Tape at the Trafalgar Studios



When aspiring filmmaker Jon meets up with his best friend from high school, Vince - a volatile drug-dealing dropout, the conversation turns to Amy, Vince's first love, whom they both dated. Vince finally gets Jon to confess a disturbing secret, only then to reveal he has taped the entire conversation and that Amy is about to arrive any minute...


I've been to the Trafalgar Studios before and so knew the theatre would be small. Being at the very back, despite being in Row C, was a bit cosier than I'd anticipated though... I immediately found myself breaking into sweat - the only possible response to the thought of enforced audience participation. Thank spongebob there was none of that... Slightly anxious moment shared with my mum, though, when we both thought for a horrible second that the two male leads might get naked and sexy and stuff within spitting distance (literally). Over the past few weeks there have been far too many instances where I've had to watch graphic sex scenes with the parents - this would have been the limit...

As you'd imagine, the intimate setting meant that everything was heightened; the tension, the awkwardness, the humour (and the potential nakedness) - you just couldn't miss anything. Unless, that is, you're the woman in the front row who fell asleep within five minutes and whose husband desperately tried to prop up her heavily drooping head as inconspicuously as possible whenever the actors looked their way. His beaming smile desperately trying to compensate for the unmistakable zombie next to him. Genuinely true. Genuinely hilarious.

You'd be forgiven for thinking that this was going to turn out to be some kind of warped panto from seeing the soap-star-studded cast (wow try saying that quickly over and over...). Ok, so there are only three people in this play and the main two are portrayed by Eastenders actor, Syed Masood and Hollyoaks actor Nick O'Connor. They both do a fantastic job, as does Kate Loustau who plays Amy, each bringing something different to the play. Masood, who takes on 'drug-dealing dropout' Vince, provides the unpredictability and humour, the clever mix leaving you always guessing. O'Connor brings the weight, the serious side, and provides what I can only describe with my limited vocabulary as the play's underlying aggression... if that makes any sense... at all.
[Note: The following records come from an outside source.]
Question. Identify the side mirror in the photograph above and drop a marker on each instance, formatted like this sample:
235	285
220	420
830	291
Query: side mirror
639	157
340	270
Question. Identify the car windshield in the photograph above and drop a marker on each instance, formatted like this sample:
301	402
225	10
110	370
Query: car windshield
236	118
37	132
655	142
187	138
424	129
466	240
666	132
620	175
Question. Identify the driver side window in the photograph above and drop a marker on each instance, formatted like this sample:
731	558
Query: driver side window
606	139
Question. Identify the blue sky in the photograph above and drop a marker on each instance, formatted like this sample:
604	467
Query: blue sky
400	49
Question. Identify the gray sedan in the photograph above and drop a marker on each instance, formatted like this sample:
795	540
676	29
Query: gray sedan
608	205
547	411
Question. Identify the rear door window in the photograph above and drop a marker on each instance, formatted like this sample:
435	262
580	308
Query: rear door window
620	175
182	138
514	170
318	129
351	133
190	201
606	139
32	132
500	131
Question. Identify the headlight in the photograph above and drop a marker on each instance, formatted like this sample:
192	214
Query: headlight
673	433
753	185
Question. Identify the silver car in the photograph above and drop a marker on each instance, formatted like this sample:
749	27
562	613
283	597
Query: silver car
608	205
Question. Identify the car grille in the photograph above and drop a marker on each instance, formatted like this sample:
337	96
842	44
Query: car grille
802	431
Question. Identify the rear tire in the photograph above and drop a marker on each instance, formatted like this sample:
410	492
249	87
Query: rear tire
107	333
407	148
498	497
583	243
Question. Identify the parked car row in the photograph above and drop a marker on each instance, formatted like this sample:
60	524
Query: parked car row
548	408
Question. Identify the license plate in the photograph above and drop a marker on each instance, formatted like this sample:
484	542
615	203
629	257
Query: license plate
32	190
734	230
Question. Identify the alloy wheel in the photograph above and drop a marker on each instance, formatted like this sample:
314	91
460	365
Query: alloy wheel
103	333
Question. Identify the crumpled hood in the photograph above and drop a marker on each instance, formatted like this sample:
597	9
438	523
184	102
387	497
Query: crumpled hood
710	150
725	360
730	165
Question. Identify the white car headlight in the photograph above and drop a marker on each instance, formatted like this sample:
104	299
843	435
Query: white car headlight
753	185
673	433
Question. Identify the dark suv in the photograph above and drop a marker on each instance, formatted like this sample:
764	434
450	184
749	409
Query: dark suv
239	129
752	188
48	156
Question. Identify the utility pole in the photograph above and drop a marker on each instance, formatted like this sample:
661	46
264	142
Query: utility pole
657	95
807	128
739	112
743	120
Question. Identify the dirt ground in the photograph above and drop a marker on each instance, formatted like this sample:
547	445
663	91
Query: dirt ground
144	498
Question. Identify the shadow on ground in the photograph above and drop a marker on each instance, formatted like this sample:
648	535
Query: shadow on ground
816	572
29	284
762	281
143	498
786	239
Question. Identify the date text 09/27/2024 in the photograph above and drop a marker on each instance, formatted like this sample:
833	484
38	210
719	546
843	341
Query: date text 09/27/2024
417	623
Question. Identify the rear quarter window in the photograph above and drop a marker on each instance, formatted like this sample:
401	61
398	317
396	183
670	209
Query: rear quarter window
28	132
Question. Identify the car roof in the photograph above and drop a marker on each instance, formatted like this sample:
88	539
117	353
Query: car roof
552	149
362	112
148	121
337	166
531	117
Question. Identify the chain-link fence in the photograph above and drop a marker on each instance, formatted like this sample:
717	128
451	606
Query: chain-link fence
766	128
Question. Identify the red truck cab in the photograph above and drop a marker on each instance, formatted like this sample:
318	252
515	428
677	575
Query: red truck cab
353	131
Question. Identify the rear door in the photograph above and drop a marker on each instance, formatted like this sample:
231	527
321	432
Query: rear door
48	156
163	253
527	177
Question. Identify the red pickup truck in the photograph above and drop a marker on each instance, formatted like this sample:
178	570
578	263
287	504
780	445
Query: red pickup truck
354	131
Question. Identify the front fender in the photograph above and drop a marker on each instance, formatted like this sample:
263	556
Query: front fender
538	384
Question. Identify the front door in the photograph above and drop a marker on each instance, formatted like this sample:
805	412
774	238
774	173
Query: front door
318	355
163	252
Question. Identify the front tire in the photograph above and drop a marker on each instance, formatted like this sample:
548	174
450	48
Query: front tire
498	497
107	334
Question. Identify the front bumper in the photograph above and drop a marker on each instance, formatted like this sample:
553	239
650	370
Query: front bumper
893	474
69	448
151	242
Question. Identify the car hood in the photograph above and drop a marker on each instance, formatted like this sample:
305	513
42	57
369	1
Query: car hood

Amy, who doesn't appear until the final third, then shakes everything up entirely when you thought the situation couldn't get any more f***ed up.

It's only an hour and fifteen minutes long and at £19 a ticket, this is a total winner. If you get a chance to see it, do. Something about the play's intensity, and the way playwright Stephen Belber so successfully intertwines humour with tense drama reminded me of Edward Albee's Who's Afraid of Virginia Woolf. What I didn't know was that the play is actually adapted from a film starring Ethan Hawke and Uma Thurman, who knew? But I can't imagine it working any better than in this tiny studio so don't miss a chance to see it either here, or at a local theatre on tour.